Stumbling and Mumbling

Overton windows & cognitive bias

chris dillow
Publish date: Thu, 11 Oct 2012, 10:09 AM
chris dillow
0 2,773
An extremist, not a fanatic

Imagine some Tory were to say something like this:

We need a change in sexual morality. If women were to refuse to sleep with men who didn't want to work or were poorly educated, incentives to work and learn would be sharper and the country would therefore be richer.

I suspect such remarks would invite scorn and ridicule. But they are consistent with economic theory and some empirical evidence, and with a long history of women taking Lysistratic nonaction.

Now contrast those remarks to something Cameron said yesterday. He opened his speech by claiming that he entered office facing the challenge "to make an insolvent nation solvent again."

If we understand "insolvency" literally - as an inability to pay debts - this is imbecilic gibber. There was no question in 2010 of the government being unable to pay its debt. Even if we give him the benefit of the doubt and interpret him as meaning that debt was on an unsustainable path, it's probably wrong. Labour's last Budget envisaged the primary deficit falling to 0.7% of GDP in 2014-15 - sufficient to stabilize the debt GDP ratio if real interest rates are below trend growth rates, which they probably are now. If financial markets had feared government insolvency or debt unsustainability, index-linked gilt yields in 2010 would not have been below one per cent.
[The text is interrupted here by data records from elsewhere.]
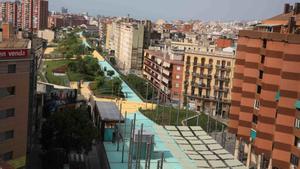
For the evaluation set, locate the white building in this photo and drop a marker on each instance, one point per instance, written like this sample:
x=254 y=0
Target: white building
x=126 y=39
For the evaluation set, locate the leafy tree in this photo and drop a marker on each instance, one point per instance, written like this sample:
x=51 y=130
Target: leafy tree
x=112 y=61
x=110 y=73
x=100 y=80
x=70 y=130
x=70 y=46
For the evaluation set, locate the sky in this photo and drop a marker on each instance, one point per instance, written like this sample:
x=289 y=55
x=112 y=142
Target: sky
x=206 y=10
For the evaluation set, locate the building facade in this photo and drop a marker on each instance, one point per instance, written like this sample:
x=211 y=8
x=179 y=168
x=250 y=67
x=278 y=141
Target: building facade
x=265 y=97
x=15 y=70
x=208 y=80
x=125 y=40
x=26 y=14
x=164 y=70
x=11 y=13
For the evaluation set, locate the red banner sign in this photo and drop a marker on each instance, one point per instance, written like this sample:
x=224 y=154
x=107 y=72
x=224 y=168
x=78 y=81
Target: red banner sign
x=14 y=54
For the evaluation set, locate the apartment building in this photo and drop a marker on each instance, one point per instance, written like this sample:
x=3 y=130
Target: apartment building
x=26 y=14
x=15 y=68
x=208 y=80
x=11 y=12
x=265 y=111
x=125 y=39
x=19 y=61
x=65 y=20
x=164 y=69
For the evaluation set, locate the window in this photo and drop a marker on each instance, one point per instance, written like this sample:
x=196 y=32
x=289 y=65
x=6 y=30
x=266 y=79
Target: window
x=7 y=113
x=256 y=104
x=261 y=74
x=294 y=160
x=265 y=43
x=262 y=59
x=225 y=94
x=11 y=68
x=6 y=135
x=254 y=119
x=258 y=89
x=7 y=156
x=297 y=142
x=7 y=91
x=297 y=123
This brings me to a paradox. Cameron's silly remarks have not provoked the contempt which our hypothetical Tory's would have done. Why not?

Partly, it's because political reporting, for the most part, is too deferential to bother testing the factual accuracy of Prime Minister's remarks.

But I suspect what's going on here is an example of the Overton window at work. This is because of a form of the representativeness heuristic. Cameron can get away with wibble about insolvency because a big deficit is popularly associated with debt trouble which in turn is associated with insolvency. But people forget that the associations are weak - especially for governments able to print their own money.

By contrast, our hypothetical Tory cannot get away with his remarks because economic growth is not associated with social norms but with things that look more like they might have something to do with what businesses do - orthodox economic policy, the confidence fairy and so on.

My point here is that the Overton window, conjoined with cognitive biases, serves to legitimate silly remarks whilst excluding more intelligent ones. And it's not just leftist ideas that suffer from this debasement of political discourse.